Medical Herbalism

What is Herbal Medicine?

Herbal medicine is the use of plant remedies in the treatment of disease. It is the oldest form of medicine known. Our ancestors, by trial and error, found the most effective plants to heal their illnesses. Now, with the advancement of science enabling us to identify the chemical constituents within these plants, we can better understand their healing powers.

Herbalism, in this country, is now classed as an 'alternative' or 'complementary' discipline but it is still the most widely practised form of medicine worldwide, with over 80% of the world's population relying on herbs for health.

What can Herbal Medicine treat?

Herbal medicine can treat almost any condition that patients might take to their doctor.

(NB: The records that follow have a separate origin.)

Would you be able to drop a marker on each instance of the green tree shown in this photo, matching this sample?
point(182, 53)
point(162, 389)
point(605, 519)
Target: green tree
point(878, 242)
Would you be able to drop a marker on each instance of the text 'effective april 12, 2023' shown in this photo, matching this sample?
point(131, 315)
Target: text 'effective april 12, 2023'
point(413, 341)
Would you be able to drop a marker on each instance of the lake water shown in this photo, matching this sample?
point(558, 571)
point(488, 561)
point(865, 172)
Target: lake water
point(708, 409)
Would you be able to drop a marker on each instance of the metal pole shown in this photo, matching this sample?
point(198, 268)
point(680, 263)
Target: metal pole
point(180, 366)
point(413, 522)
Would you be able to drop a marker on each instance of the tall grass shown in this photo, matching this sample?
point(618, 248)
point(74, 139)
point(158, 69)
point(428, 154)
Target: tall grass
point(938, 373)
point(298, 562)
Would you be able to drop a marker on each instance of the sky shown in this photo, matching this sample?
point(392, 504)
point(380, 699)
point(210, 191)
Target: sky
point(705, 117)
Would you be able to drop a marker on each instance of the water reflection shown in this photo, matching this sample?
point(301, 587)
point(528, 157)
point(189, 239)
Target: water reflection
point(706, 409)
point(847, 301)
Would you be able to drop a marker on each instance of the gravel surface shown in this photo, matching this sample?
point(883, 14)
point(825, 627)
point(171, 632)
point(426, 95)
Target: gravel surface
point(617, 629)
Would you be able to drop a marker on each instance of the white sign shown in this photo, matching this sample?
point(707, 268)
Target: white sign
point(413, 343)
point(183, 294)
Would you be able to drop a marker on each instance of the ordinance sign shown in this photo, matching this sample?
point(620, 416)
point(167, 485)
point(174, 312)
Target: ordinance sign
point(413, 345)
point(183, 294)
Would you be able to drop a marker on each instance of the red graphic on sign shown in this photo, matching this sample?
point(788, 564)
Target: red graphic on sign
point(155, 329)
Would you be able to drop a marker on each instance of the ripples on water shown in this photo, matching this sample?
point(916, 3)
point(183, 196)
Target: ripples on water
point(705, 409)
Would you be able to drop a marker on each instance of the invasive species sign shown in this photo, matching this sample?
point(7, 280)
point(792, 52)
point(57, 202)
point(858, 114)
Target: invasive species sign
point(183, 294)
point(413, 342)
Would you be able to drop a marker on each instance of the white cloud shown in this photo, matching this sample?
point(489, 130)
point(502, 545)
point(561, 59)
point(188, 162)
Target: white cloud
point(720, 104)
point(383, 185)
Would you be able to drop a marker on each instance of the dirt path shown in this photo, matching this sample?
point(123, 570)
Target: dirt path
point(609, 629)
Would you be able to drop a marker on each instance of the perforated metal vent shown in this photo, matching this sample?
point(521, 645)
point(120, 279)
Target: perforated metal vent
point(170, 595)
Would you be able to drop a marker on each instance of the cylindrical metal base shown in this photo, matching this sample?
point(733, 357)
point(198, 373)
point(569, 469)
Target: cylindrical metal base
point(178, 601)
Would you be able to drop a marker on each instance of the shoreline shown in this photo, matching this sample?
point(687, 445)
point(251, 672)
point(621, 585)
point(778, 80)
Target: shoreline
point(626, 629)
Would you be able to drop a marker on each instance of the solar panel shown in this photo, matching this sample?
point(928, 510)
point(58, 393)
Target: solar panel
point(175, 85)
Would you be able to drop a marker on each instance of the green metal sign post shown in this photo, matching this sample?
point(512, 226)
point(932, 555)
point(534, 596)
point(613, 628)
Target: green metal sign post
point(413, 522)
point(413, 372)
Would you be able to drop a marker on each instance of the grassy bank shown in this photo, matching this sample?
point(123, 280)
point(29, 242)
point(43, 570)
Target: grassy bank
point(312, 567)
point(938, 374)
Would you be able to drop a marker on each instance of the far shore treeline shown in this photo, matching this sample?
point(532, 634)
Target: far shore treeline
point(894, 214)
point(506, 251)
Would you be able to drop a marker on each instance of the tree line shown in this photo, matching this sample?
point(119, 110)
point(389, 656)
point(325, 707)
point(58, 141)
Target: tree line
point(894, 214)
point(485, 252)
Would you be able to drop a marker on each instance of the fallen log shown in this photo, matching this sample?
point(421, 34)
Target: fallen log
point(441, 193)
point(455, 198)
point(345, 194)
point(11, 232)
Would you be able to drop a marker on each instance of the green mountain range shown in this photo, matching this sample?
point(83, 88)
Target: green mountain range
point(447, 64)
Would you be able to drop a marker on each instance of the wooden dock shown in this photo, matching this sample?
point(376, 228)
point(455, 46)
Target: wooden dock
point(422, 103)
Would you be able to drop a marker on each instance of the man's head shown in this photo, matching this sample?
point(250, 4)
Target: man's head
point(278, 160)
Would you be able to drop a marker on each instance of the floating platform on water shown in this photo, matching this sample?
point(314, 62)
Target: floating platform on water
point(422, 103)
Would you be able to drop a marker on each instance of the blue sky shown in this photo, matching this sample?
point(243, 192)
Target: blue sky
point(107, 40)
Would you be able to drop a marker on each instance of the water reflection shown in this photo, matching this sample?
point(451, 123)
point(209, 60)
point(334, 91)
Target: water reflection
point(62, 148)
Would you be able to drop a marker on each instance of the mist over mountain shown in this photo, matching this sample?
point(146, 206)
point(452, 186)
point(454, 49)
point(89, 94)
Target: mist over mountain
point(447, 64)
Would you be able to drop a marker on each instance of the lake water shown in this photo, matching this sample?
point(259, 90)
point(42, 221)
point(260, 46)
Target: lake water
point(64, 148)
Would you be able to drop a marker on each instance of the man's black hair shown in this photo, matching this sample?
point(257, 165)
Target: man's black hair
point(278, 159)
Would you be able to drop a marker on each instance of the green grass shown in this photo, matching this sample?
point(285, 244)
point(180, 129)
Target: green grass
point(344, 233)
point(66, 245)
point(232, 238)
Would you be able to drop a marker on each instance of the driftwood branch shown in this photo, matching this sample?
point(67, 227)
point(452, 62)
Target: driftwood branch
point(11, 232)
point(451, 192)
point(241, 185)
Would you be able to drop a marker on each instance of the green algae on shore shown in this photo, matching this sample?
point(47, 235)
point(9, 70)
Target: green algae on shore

The treatment focus is on the person, the disease and symptoms, therefore it is effective across the whole spectrum of conditions.

Common complaints seen by herbalists include:

  • Digestive and bowel disorders
  • Pre-conceptual and fertility issues
  • Skin complaints
  • Heart and circulation problems
  • Menstrual, menopausal and gynaecological conditions
  • Respiratory problems
  • Muscular aches and pains
  • Urinary problems
  • Anxiety, stress, irritability, mood swings, and sleep disturbances
  • Headaches
  • Frequent colds and infections
  • Allergic conditions
  • Childhood disorders
Qualified herbalists know when a condition is best seen by a doctor or another therapist.
herbalist chippenham
The Herbalist's Approach

Medical Herbalists are trained in the same diagnostic skills as orthodox doctors but take a more holistic approach to illness. This underlying cause of the problem is sought and, once identified, it is this which is treated, rather than the symptoms alone. The reason for this is that the treatment or suppression of symptoms will not rid the body of the disease itself. Herbalists use their remedies to restore the balance of the body thus enabling it to mobilise its own healing powers.

How do herbs work?

People have always relied on plants for food to nourish and sustain the body. Herbal medicine can be seen in the same way. Plants with a particular affinity for certain organs or systems of the body are used to 'feed' and restore to health those parts which have been weakened. As the body is strengthened, so is its power and ability to fight off disease and when balance and harmony are restored, health will be regained.

medical herbalist

What are the differences between Pharmaceutical and Herbal drugs?

Many of the pharmaceutical drugs used today are based on plant constituents and, even now, when scientists are seeking new 'cures' for disease it is to the plant world that they turn. They find, extract and then synthesize in the laboratory a single active constituent from the plant (the part that has therapeutic value). This can then be manufactured on a large scale.

Herbal drugs, however, are extracts from a part of the whole plant (eg. leaves, roots, berries, etc) and contain hundreds, perhaps thousands of plant constituents. Herbalists believe that the active constituents are balanced within the plant and are made more (or less) powerful by the numerous other substances present.

For example, the herb Ephedra sinica is the source of the alkaloid ephedrine which is used, in orthodox medicine, to treat asthma and nasal congestion but it has the side effect of raising blood pressure. Within the plant are six other alkaloids one of which prevents a rise in blood pressure.

The National Institute of Medical Herbalists was establised in 1864 and is the oldest body of practising medical herbalists in the world. All members have undergone a rigorous 4 year training and adhere to a strict professional code of ethics. They have the letters MNIMH or FMIMH after their names.